TDycore Development
This section contains topics that are useful to anyone developing the TDycore library or trying to use it in an application.
Initializing the TDycore Library
Because the TDycore library uses MPI, PETSc, and other subsystems, we have defined a function to initialize these various subsystems at the beginning of any TDycore-based driver/program::
PetscErrorCode TDyInit(int argc, char *argv[]);
Call this function where you would ordinarily call MPI_Init
or
PetscInitialize
. It has no effect on subsequent calls. You can check whether
the library has been initialized with a call to:
PetscBool TDyInitialized(void);
Similarly, we have defined a finalization function to be called at the end of a TDycore-based program::
PetscErrorCode TDyFinalize(void);
Use this function instead of MPI_Finalize
or PetscFinalize
. This ensures
that all TDycore subsystems properly free their resources.
Memory Allocation and Deallocation
Within the TDycore library, the following functions are used to dynamically allocate and deallocate memory::
PetscErrorCode TDyAlloc(size_t size, void **result);
PetscErrorCode TDyRealloc(size_t size, void **memory);
PetscErrorCode TDyFree(void *memory);
TDyAlloc
allocates and zero-initializes a contiguous block of memory of
the specified size in bytes, aligned to PETSC_MEMALIGN
. Use this function
anywhere you would use malloc
or any of the PETSc memory allocation
functions like PetscMalloc
, PetscCalloc
, etc.
TDyRealloc
resizes an existing block of memory to a new size. Call this
where you would call realloc
or PetscRealloc
.
TDyFree
frees an allocated block of memory. Call this where you would call
free
or PetscFree
.
Fortran 90 Interface
We offer two equivalent subroutines for Fortran 90, similar to their PETSc counterparts::
TDyInit(ierr)
TDyFinalize(ierr)
Both accept an integer that stores an error code if these subroutines encounter an issue.
Timers and Profiling
We use PETSc’s Logging machinery <https://www.mcs.anl.gov/petsc/petsc-current/docs/manualpages/Profiling/index.html> to understand the performance of the dycores. In particular, we’ve provided some high-level wrappers around the PetscLogEvent <https://www.mcs.anl.gov/petsc/petsc-current/docs/manualpages/Profiling/PetscLogEvent.html> object that make it very easy to add timers for functions and blocks of code.

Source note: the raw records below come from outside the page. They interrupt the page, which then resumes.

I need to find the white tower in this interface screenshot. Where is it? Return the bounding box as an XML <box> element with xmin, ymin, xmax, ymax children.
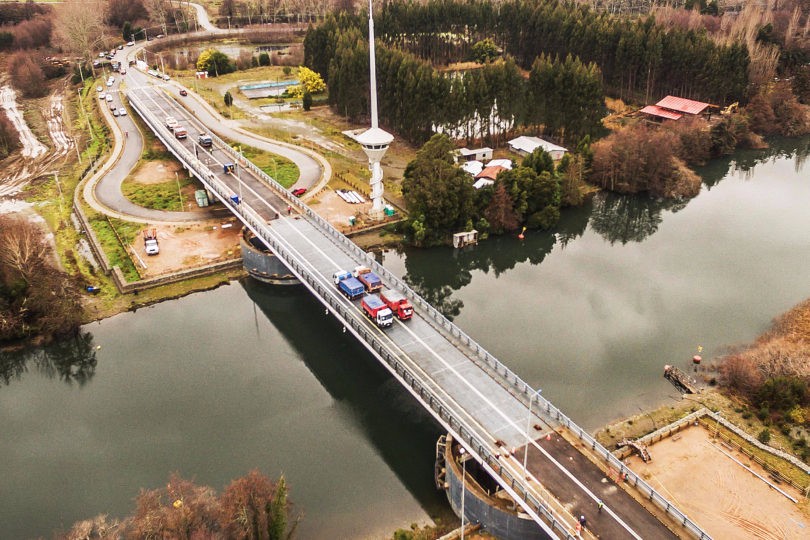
<box><xmin>357</xmin><ymin>0</ymin><xmax>394</xmax><ymax>219</ymax></box>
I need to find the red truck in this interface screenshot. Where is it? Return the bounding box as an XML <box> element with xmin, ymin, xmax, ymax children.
<box><xmin>360</xmin><ymin>294</ymin><xmax>394</xmax><ymax>328</ymax></box>
<box><xmin>380</xmin><ymin>289</ymin><xmax>413</xmax><ymax>321</ymax></box>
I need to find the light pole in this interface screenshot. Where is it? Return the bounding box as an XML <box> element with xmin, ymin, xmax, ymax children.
<box><xmin>523</xmin><ymin>388</ymin><xmax>543</xmax><ymax>480</ymax></box>
<box><xmin>458</xmin><ymin>446</ymin><xmax>467</xmax><ymax>540</ymax></box>
<box><xmin>77</xmin><ymin>87</ymin><xmax>96</xmax><ymax>141</ymax></box>
<box><xmin>174</xmin><ymin>171</ymin><xmax>183</xmax><ymax>212</ymax></box>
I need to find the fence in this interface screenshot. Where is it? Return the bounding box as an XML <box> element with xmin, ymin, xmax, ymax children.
<box><xmin>614</xmin><ymin>407</ymin><xmax>810</xmax><ymax>496</ymax></box>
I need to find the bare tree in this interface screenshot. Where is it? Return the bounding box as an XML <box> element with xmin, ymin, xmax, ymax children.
<box><xmin>0</xmin><ymin>214</ymin><xmax>48</xmax><ymax>285</ymax></box>
<box><xmin>53</xmin><ymin>0</ymin><xmax>104</xmax><ymax>60</ymax></box>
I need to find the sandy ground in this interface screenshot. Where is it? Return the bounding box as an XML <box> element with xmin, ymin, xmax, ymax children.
<box><xmin>132</xmin><ymin>218</ymin><xmax>241</xmax><ymax>279</ymax></box>
<box><xmin>627</xmin><ymin>427</ymin><xmax>810</xmax><ymax>540</ymax></box>
<box><xmin>310</xmin><ymin>188</ymin><xmax>371</xmax><ymax>233</ymax></box>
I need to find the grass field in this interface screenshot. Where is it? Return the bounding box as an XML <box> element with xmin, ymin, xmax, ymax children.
<box><xmin>121</xmin><ymin>177</ymin><xmax>193</xmax><ymax>212</ymax></box>
<box><xmin>242</xmin><ymin>146</ymin><xmax>300</xmax><ymax>188</ymax></box>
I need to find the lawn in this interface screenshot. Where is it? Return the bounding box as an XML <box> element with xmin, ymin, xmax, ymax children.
<box><xmin>242</xmin><ymin>146</ymin><xmax>300</xmax><ymax>188</ymax></box>
<box><xmin>121</xmin><ymin>177</ymin><xmax>193</xmax><ymax>212</ymax></box>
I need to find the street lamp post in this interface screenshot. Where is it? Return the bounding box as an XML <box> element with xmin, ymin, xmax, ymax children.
<box><xmin>174</xmin><ymin>171</ymin><xmax>183</xmax><ymax>212</ymax></box>
<box><xmin>458</xmin><ymin>446</ymin><xmax>467</xmax><ymax>540</ymax></box>
<box><xmin>523</xmin><ymin>388</ymin><xmax>543</xmax><ymax>480</ymax></box>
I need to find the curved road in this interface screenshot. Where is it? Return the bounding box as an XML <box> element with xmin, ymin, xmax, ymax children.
<box><xmin>84</xmin><ymin>31</ymin><xmax>331</xmax><ymax>223</ymax></box>
<box><xmin>188</xmin><ymin>2</ymin><xmax>226</xmax><ymax>34</ymax></box>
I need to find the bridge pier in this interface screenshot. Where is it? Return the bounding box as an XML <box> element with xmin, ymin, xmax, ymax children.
<box><xmin>436</xmin><ymin>435</ymin><xmax>551</xmax><ymax>540</ymax></box>
<box><xmin>239</xmin><ymin>227</ymin><xmax>301</xmax><ymax>285</ymax></box>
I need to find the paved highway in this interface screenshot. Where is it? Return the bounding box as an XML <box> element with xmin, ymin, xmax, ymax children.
<box><xmin>85</xmin><ymin>38</ymin><xmax>331</xmax><ymax>223</ymax></box>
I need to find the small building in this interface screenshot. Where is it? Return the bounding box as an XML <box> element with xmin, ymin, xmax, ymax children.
<box><xmin>475</xmin><ymin>165</ymin><xmax>509</xmax><ymax>183</ymax></box>
<box><xmin>640</xmin><ymin>96</ymin><xmax>717</xmax><ymax>120</ymax></box>
<box><xmin>453</xmin><ymin>229</ymin><xmax>478</xmax><ymax>248</ymax></box>
<box><xmin>509</xmin><ymin>135</ymin><xmax>568</xmax><ymax>161</ymax></box>
<box><xmin>453</xmin><ymin>148</ymin><xmax>492</xmax><ymax>163</ymax></box>
<box><xmin>473</xmin><ymin>178</ymin><xmax>495</xmax><ymax>189</ymax></box>
<box><xmin>485</xmin><ymin>159</ymin><xmax>512</xmax><ymax>171</ymax></box>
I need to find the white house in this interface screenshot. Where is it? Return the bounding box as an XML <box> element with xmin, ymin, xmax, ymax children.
<box><xmin>453</xmin><ymin>148</ymin><xmax>492</xmax><ymax>163</ymax></box>
<box><xmin>461</xmin><ymin>160</ymin><xmax>484</xmax><ymax>176</ymax></box>
<box><xmin>509</xmin><ymin>135</ymin><xmax>568</xmax><ymax>161</ymax></box>
<box><xmin>486</xmin><ymin>159</ymin><xmax>512</xmax><ymax>171</ymax></box>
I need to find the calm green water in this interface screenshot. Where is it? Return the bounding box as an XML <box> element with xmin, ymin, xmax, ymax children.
<box><xmin>0</xmin><ymin>139</ymin><xmax>810</xmax><ymax>538</ymax></box>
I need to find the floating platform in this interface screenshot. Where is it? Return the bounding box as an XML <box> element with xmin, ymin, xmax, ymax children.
<box><xmin>239</xmin><ymin>228</ymin><xmax>301</xmax><ymax>285</ymax></box>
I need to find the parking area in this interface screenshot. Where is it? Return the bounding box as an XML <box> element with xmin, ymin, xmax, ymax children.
<box><xmin>627</xmin><ymin>426</ymin><xmax>810</xmax><ymax>540</ymax></box>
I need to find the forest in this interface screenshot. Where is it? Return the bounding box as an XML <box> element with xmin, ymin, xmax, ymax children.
<box><xmin>305</xmin><ymin>0</ymin><xmax>749</xmax><ymax>145</ymax></box>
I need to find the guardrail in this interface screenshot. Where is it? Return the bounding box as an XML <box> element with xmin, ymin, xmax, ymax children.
<box><xmin>128</xmin><ymin>90</ymin><xmax>711</xmax><ymax>539</ymax></box>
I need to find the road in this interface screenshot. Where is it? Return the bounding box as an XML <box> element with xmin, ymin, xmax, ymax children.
<box><xmin>188</xmin><ymin>2</ymin><xmax>218</xmax><ymax>34</ymax></box>
<box><xmin>85</xmin><ymin>34</ymin><xmax>331</xmax><ymax>223</ymax></box>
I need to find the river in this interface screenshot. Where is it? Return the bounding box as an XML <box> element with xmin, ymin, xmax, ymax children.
<box><xmin>0</xmin><ymin>138</ymin><xmax>810</xmax><ymax>539</ymax></box>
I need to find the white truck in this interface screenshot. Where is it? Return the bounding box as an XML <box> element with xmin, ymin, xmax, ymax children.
<box><xmin>143</xmin><ymin>229</ymin><xmax>160</xmax><ymax>255</ymax></box>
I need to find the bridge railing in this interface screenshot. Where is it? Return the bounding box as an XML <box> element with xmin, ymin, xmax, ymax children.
<box><xmin>127</xmin><ymin>89</ymin><xmax>711</xmax><ymax>539</ymax></box>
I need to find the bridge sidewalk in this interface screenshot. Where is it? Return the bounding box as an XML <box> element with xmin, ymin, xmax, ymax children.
<box><xmin>516</xmin><ymin>432</ymin><xmax>678</xmax><ymax>539</ymax></box>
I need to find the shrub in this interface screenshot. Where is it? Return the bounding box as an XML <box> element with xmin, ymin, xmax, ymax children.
<box><xmin>8</xmin><ymin>51</ymin><xmax>48</xmax><ymax>98</ymax></box>
<box><xmin>0</xmin><ymin>114</ymin><xmax>20</xmax><ymax>159</ymax></box>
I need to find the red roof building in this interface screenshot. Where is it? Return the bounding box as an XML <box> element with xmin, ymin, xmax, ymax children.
<box><xmin>641</xmin><ymin>105</ymin><xmax>683</xmax><ymax>120</ymax></box>
<box><xmin>475</xmin><ymin>165</ymin><xmax>509</xmax><ymax>180</ymax></box>
<box><xmin>641</xmin><ymin>96</ymin><xmax>714</xmax><ymax>120</ymax></box>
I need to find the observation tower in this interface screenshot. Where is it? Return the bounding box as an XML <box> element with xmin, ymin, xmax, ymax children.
<box><xmin>356</xmin><ymin>0</ymin><xmax>394</xmax><ymax>219</ymax></box>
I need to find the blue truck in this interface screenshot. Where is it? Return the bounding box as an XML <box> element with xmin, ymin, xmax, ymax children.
<box><xmin>332</xmin><ymin>270</ymin><xmax>366</xmax><ymax>300</ymax></box>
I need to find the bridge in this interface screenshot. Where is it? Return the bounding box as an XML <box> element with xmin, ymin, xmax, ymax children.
<box><xmin>120</xmin><ymin>69</ymin><xmax>709</xmax><ymax>538</ymax></box>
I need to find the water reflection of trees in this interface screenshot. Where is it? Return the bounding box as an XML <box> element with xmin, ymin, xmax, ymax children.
<box><xmin>0</xmin><ymin>332</ymin><xmax>96</xmax><ymax>386</ymax></box>
<box><xmin>697</xmin><ymin>137</ymin><xmax>810</xmax><ymax>189</ymax></box>
<box><xmin>405</xmin><ymin>216</ymin><xmax>572</xmax><ymax>320</ymax></box>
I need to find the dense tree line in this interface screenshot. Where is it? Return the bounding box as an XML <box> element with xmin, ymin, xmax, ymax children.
<box><xmin>304</xmin><ymin>14</ymin><xmax>604</xmax><ymax>144</ymax></box>
<box><xmin>60</xmin><ymin>470</ymin><xmax>300</xmax><ymax>540</ymax></box>
<box><xmin>402</xmin><ymin>134</ymin><xmax>563</xmax><ymax>245</ymax></box>
<box><xmin>375</xmin><ymin>0</ymin><xmax>749</xmax><ymax>103</ymax></box>
<box><xmin>0</xmin><ymin>216</ymin><xmax>82</xmax><ymax>342</ymax></box>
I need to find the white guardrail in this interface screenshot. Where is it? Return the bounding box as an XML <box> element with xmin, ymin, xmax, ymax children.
<box><xmin>127</xmin><ymin>94</ymin><xmax>711</xmax><ymax>539</ymax></box>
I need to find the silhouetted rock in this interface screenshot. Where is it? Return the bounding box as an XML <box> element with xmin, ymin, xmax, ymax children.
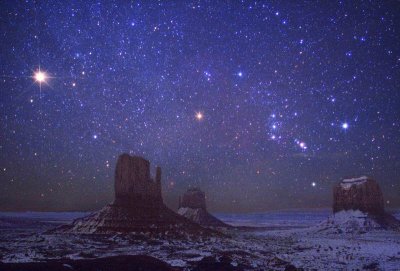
<box><xmin>318</xmin><ymin>176</ymin><xmax>400</xmax><ymax>234</ymax></box>
<box><xmin>333</xmin><ymin>176</ymin><xmax>384</xmax><ymax>215</ymax></box>
<box><xmin>178</xmin><ymin>188</ymin><xmax>230</xmax><ymax>227</ymax></box>
<box><xmin>57</xmin><ymin>154</ymin><xmax>209</xmax><ymax>235</ymax></box>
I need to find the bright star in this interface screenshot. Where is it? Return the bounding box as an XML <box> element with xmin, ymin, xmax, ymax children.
<box><xmin>33</xmin><ymin>68</ymin><xmax>48</xmax><ymax>84</ymax></box>
<box><xmin>196</xmin><ymin>112</ymin><xmax>204</xmax><ymax>120</ymax></box>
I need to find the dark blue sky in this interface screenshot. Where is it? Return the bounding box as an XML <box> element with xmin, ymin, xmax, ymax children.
<box><xmin>0</xmin><ymin>1</ymin><xmax>400</xmax><ymax>212</ymax></box>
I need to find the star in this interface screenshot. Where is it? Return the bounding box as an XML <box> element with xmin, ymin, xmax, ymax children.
<box><xmin>33</xmin><ymin>68</ymin><xmax>48</xmax><ymax>85</ymax></box>
<box><xmin>196</xmin><ymin>112</ymin><xmax>204</xmax><ymax>121</ymax></box>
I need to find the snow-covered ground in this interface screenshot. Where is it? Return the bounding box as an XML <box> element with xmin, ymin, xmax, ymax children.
<box><xmin>0</xmin><ymin>210</ymin><xmax>400</xmax><ymax>270</ymax></box>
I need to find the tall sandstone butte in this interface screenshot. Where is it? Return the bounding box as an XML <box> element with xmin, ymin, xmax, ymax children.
<box><xmin>56</xmin><ymin>154</ymin><xmax>213</xmax><ymax>236</ymax></box>
<box><xmin>114</xmin><ymin>154</ymin><xmax>163</xmax><ymax>209</ymax></box>
<box><xmin>333</xmin><ymin>176</ymin><xmax>385</xmax><ymax>215</ymax></box>
<box><xmin>178</xmin><ymin>188</ymin><xmax>230</xmax><ymax>228</ymax></box>
<box><xmin>333</xmin><ymin>176</ymin><xmax>400</xmax><ymax>231</ymax></box>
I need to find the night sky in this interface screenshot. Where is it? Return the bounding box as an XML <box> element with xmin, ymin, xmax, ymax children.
<box><xmin>0</xmin><ymin>1</ymin><xmax>400</xmax><ymax>212</ymax></box>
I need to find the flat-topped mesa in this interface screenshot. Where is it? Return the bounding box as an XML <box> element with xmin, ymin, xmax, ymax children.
<box><xmin>178</xmin><ymin>188</ymin><xmax>230</xmax><ymax>228</ymax></box>
<box><xmin>114</xmin><ymin>154</ymin><xmax>163</xmax><ymax>208</ymax></box>
<box><xmin>333</xmin><ymin>176</ymin><xmax>385</xmax><ymax>215</ymax></box>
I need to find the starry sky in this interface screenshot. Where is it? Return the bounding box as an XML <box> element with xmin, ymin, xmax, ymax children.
<box><xmin>0</xmin><ymin>0</ymin><xmax>400</xmax><ymax>212</ymax></box>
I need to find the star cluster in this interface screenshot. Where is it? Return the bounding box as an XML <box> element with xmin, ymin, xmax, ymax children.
<box><xmin>0</xmin><ymin>1</ymin><xmax>400</xmax><ymax>212</ymax></box>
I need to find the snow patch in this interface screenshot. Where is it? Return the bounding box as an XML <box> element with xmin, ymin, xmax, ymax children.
<box><xmin>340</xmin><ymin>176</ymin><xmax>368</xmax><ymax>190</ymax></box>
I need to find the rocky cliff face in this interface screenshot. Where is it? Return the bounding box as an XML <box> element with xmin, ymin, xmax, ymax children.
<box><xmin>328</xmin><ymin>176</ymin><xmax>400</xmax><ymax>233</ymax></box>
<box><xmin>58</xmin><ymin>154</ymin><xmax>212</xmax><ymax>236</ymax></box>
<box><xmin>178</xmin><ymin>188</ymin><xmax>230</xmax><ymax>227</ymax></box>
<box><xmin>333</xmin><ymin>176</ymin><xmax>384</xmax><ymax>215</ymax></box>
<box><xmin>114</xmin><ymin>154</ymin><xmax>163</xmax><ymax>209</ymax></box>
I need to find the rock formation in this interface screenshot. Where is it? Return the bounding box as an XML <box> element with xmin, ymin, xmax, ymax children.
<box><xmin>178</xmin><ymin>188</ymin><xmax>230</xmax><ymax>227</ymax></box>
<box><xmin>57</xmin><ymin>154</ymin><xmax>209</xmax><ymax>235</ymax></box>
<box><xmin>333</xmin><ymin>176</ymin><xmax>384</xmax><ymax>215</ymax></box>
<box><xmin>328</xmin><ymin>176</ymin><xmax>400</xmax><ymax>232</ymax></box>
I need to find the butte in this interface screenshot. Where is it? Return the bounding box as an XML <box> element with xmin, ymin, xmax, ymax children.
<box><xmin>56</xmin><ymin>154</ymin><xmax>210</xmax><ymax>235</ymax></box>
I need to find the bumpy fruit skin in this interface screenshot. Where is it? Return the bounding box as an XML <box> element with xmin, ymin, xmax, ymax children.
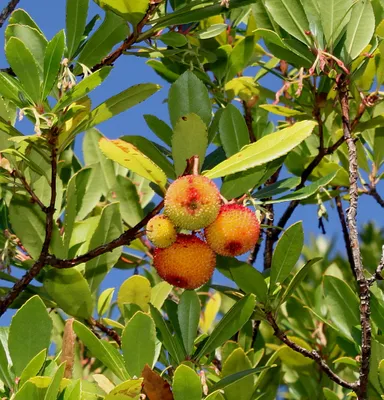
<box><xmin>164</xmin><ymin>175</ymin><xmax>221</xmax><ymax>230</ymax></box>
<box><xmin>147</xmin><ymin>215</ymin><xmax>177</xmax><ymax>248</ymax></box>
<box><xmin>205</xmin><ymin>204</ymin><xmax>260</xmax><ymax>257</ymax></box>
<box><xmin>153</xmin><ymin>234</ymin><xmax>216</xmax><ymax>289</ymax></box>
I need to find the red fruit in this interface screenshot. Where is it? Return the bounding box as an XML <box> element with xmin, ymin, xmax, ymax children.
<box><xmin>153</xmin><ymin>234</ymin><xmax>216</xmax><ymax>289</ymax></box>
<box><xmin>205</xmin><ymin>204</ymin><xmax>260</xmax><ymax>257</ymax></box>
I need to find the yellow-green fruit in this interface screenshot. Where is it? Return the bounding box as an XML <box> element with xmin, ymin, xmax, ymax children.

The TDycore Timers Subsystem
The subsystem for timers and profiling is defined almost entirely in tdytimers.h
.
When a dycore is initialized, a registry of timers is created when you call
TDyInit()
. Once this is done, you can manipulate timers with functions and
macros as described below. Make sure you include the tdytimers.h
file
wherever you use these timers.
Function-Level Profiling
The easiest way to use a timer is to instrument a function with a timer using
TDY_START_FUNCTION_TIMER()
and TDY_STOP_FUNCTION_TIMER()
. These macros
automatically create/retrieve a timer for the function and start/stop it as
you’d expect. You place the START
macro at the top of a function, and the
STOP
one at the bottom. For example::
void do_some_expensive_things(TDy dy)
{
TDY_START_FUNCTION_TIMER()
... // Do the expensive things
TDY_STOP_FUNCTION_TIMER()
}
There’s no need to understand PETSc’s logging objects–everything is done for you. These function-level timers are named after the functions in which they appear.
Manually-Created Timers
Sometimes you want to time something that happens in the middle of a function.
You can do this by calling the TDyGetTimer
function with the
TDyStartTimer
and TDyStopTimer
macros::
void do_various_things(TDy dy)
{
... // Stuff happens here
// Now we want to time a block of code in the middle of the function.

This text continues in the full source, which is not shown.